My overall view is that narratives in audit reports are hard to sustain because organisations are not used to them. They are used to boxes, colours and statements of fact, rather than risk-based opinions. This goes back to internal audit’s origins in financial statements audits, where a body of rules provided the ‘right’ and the ‘wrong’ and thus opinions were, simply, more factual.

Yet do I think internal audit should make an effort to sustain and persevere with risk based opinions? Yes. I believe in the transformative power of internal audit’s unique position of objective independence and yet contextual understanding of its clients (if it is an in-house service).

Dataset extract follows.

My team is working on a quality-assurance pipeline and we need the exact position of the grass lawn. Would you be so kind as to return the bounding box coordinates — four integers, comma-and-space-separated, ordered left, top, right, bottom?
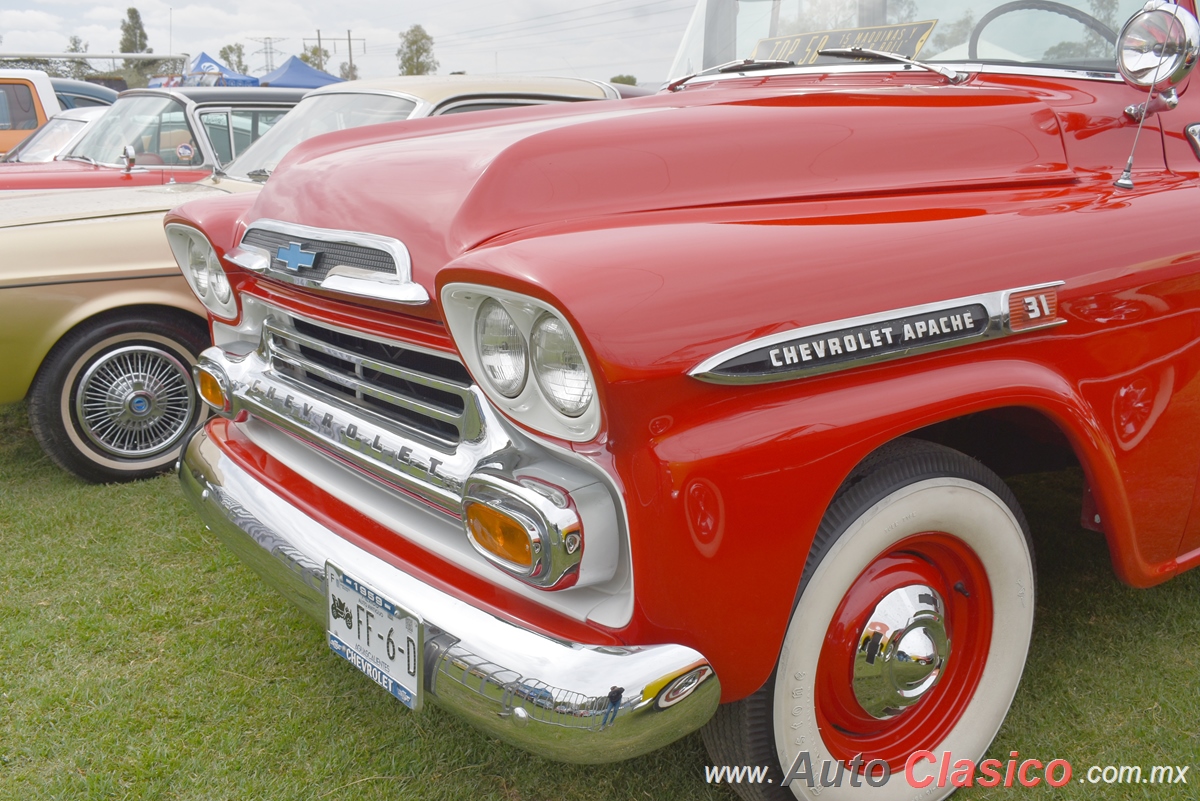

I think this makes internal audit a very different proposition and its work potentially powerful. So if you can stay the course with your clients, and work through the issues of how to deliver audit reports with a risk based opinion, I think it is worth the effort. How should one do this? With an open mind; a real commitment to support and work with clients; an openness to sustaining a no win, no loss, approach to the narrative; a genuine no fear or favour approach to audit; the complete removal of any agenda by internal audit (I personally believe this is the key to winning trust); and finally a strong sense of working across management layers (understanding all elements of the management team’s views – these vary markedly within organisations and ‘management’ should not be taken as homogenous).

So the final point I wanted to make is, the task of writing a bridging narrative between the audit findings and a report opinion is tough enough in an assignment level report. It is much more so in the annual report. For there, as CAE, I need to take a step back, to oversee the whole picture and to counter balance positive and negative data to aggregate this into an opinion.